- Jefferson Elementary School teacher Lupe Rodriguez accused of dragging Samaya Dillard, 7, out of class on her chair on December 18
- The second grade student then walked about two miles away from the Californian school, across a busy highway and to a parking lot
- She was missing for more than an hour before anyone noticed
- Her dad Jason Dillard found her roaming the neighborhood
- Samaya's parents are suing the school, claiming the teacher had bullied the girl over several months
Jason and Damia Dillard say the Jefferson Elementary School teacher dragged their daughter, Samaya, out of the second-grade class on a chair 'in a fit of frightening rage' about 9.30am and ordered her to stay outside on December 18.

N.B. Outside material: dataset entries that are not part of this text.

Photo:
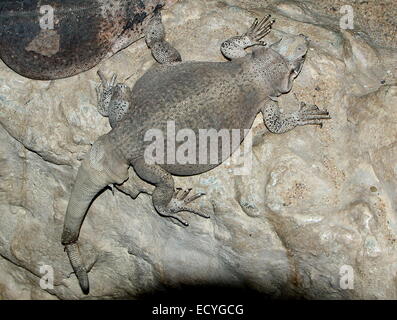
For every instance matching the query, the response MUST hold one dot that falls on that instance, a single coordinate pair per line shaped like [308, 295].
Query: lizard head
[282, 62]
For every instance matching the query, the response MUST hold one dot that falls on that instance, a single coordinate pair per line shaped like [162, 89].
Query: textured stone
[315, 200]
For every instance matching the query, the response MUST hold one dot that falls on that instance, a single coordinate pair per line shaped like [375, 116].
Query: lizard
[192, 94]
[77, 36]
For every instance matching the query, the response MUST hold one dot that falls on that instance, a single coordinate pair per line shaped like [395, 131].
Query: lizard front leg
[234, 48]
[166, 199]
[100, 168]
[278, 122]
[162, 51]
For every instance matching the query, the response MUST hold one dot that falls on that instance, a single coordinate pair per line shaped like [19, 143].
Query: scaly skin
[194, 95]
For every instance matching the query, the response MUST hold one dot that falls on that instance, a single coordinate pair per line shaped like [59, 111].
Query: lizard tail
[99, 169]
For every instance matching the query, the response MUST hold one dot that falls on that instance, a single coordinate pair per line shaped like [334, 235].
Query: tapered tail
[99, 169]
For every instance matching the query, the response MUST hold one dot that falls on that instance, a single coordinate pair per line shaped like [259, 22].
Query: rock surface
[316, 200]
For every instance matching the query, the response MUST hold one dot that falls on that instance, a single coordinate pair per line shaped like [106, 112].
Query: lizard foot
[259, 30]
[182, 202]
[311, 114]
[104, 93]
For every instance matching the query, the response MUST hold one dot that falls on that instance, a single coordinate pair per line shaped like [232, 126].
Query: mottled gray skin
[194, 95]
[84, 33]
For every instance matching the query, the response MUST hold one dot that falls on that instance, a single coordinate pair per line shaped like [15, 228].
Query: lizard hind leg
[166, 200]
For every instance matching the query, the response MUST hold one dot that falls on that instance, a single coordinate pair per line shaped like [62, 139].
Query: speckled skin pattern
[85, 32]
[195, 95]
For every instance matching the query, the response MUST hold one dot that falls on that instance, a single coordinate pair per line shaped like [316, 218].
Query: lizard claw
[259, 30]
[312, 114]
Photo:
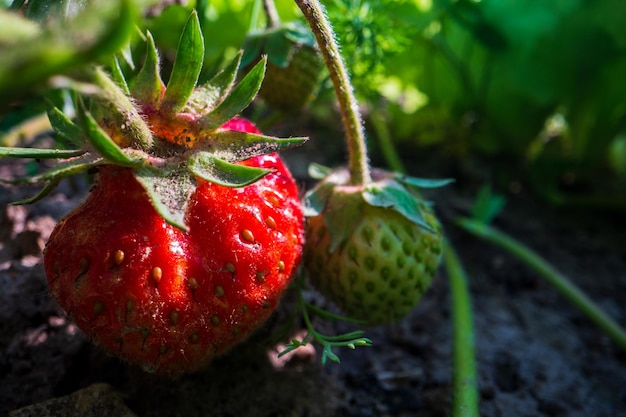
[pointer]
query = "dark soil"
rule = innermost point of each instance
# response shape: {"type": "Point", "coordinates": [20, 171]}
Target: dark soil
{"type": "Point", "coordinates": [537, 355]}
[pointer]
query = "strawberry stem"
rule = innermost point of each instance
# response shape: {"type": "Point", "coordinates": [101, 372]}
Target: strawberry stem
{"type": "Point", "coordinates": [353, 124]}
{"type": "Point", "coordinates": [273, 20]}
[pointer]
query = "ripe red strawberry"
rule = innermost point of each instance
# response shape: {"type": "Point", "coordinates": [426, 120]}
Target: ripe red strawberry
{"type": "Point", "coordinates": [170, 300]}
{"type": "Point", "coordinates": [372, 249]}
{"type": "Point", "coordinates": [193, 228]}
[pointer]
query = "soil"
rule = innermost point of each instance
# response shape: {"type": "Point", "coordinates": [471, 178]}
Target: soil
{"type": "Point", "coordinates": [537, 355]}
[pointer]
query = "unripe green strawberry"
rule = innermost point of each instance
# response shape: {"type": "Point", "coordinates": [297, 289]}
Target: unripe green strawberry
{"type": "Point", "coordinates": [294, 65]}
{"type": "Point", "coordinates": [371, 249]}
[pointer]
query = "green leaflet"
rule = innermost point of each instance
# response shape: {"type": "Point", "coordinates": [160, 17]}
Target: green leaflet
{"type": "Point", "coordinates": [422, 182]}
{"type": "Point", "coordinates": [148, 85]}
{"type": "Point", "coordinates": [237, 146]}
{"type": "Point", "coordinates": [169, 191]}
{"type": "Point", "coordinates": [62, 170]}
{"type": "Point", "coordinates": [211, 94]}
{"type": "Point", "coordinates": [64, 127]}
{"type": "Point", "coordinates": [317, 171]}
{"type": "Point", "coordinates": [41, 194]}
{"type": "Point", "coordinates": [39, 153]}
{"type": "Point", "coordinates": [101, 141]}
{"type": "Point", "coordinates": [391, 194]}
{"type": "Point", "coordinates": [215, 170]}
{"type": "Point", "coordinates": [118, 76]}
{"type": "Point", "coordinates": [237, 100]}
{"type": "Point", "coordinates": [187, 66]}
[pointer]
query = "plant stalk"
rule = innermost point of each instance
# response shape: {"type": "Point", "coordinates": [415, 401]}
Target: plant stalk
{"type": "Point", "coordinates": [273, 20]}
{"type": "Point", "coordinates": [465, 392]}
{"type": "Point", "coordinates": [570, 291]}
{"type": "Point", "coordinates": [358, 163]}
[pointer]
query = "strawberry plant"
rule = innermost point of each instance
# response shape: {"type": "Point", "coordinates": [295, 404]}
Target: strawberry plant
{"type": "Point", "coordinates": [193, 228]}
{"type": "Point", "coordinates": [294, 64]}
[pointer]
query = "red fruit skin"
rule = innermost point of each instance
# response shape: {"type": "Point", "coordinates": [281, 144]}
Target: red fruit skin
{"type": "Point", "coordinates": [217, 283]}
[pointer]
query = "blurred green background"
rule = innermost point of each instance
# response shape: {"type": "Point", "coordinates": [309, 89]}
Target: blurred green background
{"type": "Point", "coordinates": [537, 86]}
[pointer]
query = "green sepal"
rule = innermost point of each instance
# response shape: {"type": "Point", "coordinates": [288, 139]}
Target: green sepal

But after sitting alone through recess and the beginning of her reading class, Samaya walked out of the California school and across major intersections, a freeway and through a shopping center parking lot before she was found.

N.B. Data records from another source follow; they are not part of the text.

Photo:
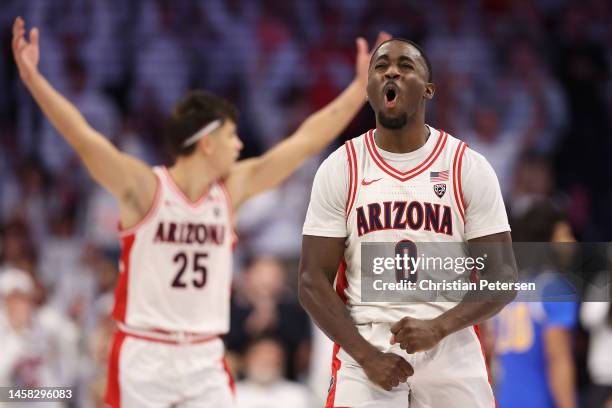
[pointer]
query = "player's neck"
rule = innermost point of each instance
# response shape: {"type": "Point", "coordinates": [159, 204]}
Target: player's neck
{"type": "Point", "coordinates": [193, 176]}
{"type": "Point", "coordinates": [407, 139]}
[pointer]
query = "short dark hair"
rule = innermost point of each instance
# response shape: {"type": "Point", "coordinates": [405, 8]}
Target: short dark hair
{"type": "Point", "coordinates": [415, 45]}
{"type": "Point", "coordinates": [190, 114]}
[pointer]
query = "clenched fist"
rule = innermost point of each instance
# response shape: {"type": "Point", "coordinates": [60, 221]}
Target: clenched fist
{"type": "Point", "coordinates": [387, 370]}
{"type": "Point", "coordinates": [415, 335]}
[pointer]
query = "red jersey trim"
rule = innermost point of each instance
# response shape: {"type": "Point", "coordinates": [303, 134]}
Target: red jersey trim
{"type": "Point", "coordinates": [336, 364]}
{"type": "Point", "coordinates": [341, 286]}
{"type": "Point", "coordinates": [113, 388]}
{"type": "Point", "coordinates": [121, 290]}
{"type": "Point", "coordinates": [177, 189]}
{"type": "Point", "coordinates": [484, 357]}
{"type": "Point", "coordinates": [407, 175]}
{"type": "Point", "coordinates": [352, 158]}
{"type": "Point", "coordinates": [230, 209]}
{"type": "Point", "coordinates": [457, 187]}
{"type": "Point", "coordinates": [154, 206]}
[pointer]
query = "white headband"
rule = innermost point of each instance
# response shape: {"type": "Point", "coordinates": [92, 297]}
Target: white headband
{"type": "Point", "coordinates": [211, 127]}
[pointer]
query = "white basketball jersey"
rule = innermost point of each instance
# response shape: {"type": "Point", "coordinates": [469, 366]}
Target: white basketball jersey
{"type": "Point", "coordinates": [423, 204]}
{"type": "Point", "coordinates": [176, 264]}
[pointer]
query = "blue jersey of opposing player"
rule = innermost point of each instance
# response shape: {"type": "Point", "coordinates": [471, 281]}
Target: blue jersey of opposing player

She'd been missing for more than one hour before anyone noticed she was gone.
'You were imagining all the different things that could happen,' Jason Dillard told The Sacramento Bee.
'We can't allow that to happen again. Not just with my child, with anybody's child.'
Samaya's mother said her daughter is still not coping with her ordeal. She is seeing a counselor twice a week and has been moved to another school in the district.
'What she said was that she didn't want to live. She said she felt like nobody loved her, nobody cared,' Damia Dillard told Fox 40.
The Dillards have a filed claim with the Natomas Unified School District for unspecified damages alleging severe emotional trauma and distress to Samaya, her two older twin sisters and themselves.
The couple have accused teacher Lupe Rodriguez of bullying Samaya over several months before the December 18 incident.
They said they previously met with Rodriguez and suggested ways to engage their daughter after she had moved from St. Hope Public School 7 - a Sacramento charter school - to Jefferson Elementary.
They claimed, on December 18, Rodriguez gave Samaya a warning after a minor disagreement with another child.
But when Samaya accidentally knocked over a glass of water, Rodriguez punished her by kicking her out of class.
Feeling abandoned, the little girl wandered off campus, walked down Truxel Road and over the Interstate 5 entrance and exit ramps - all the way to an On The Border restaurant about two miles away where she asked for water.
The restaurant manager said he called police who didn't respond to the welfare check, before Samaya walked off.
It was a chilly 46 degrees and Samaya was only wearing a light sweat shirt and jeans.
'When I got the call from the school it was 11.30 (in the morning). So, when I get to school and I say when was the last time you saw my child and they say 9.30, I'm thinking, 'this girl may not ever come back',' Jason Dillard said.
The anxious father pulled his twin daughters out of class, got in his car and drove around the neighborhood searching for his missing daughter. He eventually found her wandering the streets.
The Dillards told Fox 40 the school had warned them about Rodriguez early on.
'We're working on this teacher with the teachers union, but there's only so much we can do,' said Damia Dillard, repeating what school administrators allegedly told her.
'Please document everything because we're trying to build a case.'
Jason Dillard has also filed a police report alleging that Samaya's teacher committed battery by dragging Samaya - seated in her chair - outside into the cold and leaving her there.
School district leaders have declined to comment on the specifics of the case, but issued a statement to Fox 40:
'We cannot comment on the claim's allegations or the parties involved because it is a pending legal matter, and because it involves a minor and a personnel issue. We can only say that we care deeply about all children in Natomas unified and we are firmly committed to the safety of our students.'
Couldn't they have installed a camera in Rodriguez' class-room or do random checks or supervise the teacher, while sitting in the back of the class-room, without notice?
"[T]here is only so much we can do". That is BS, these administrators don't give a hoot about these kids or may even encourage teachers to behave in a sadistic manner, which is a fine example of ponerisation.
Parents, you have to start teaching your own kids.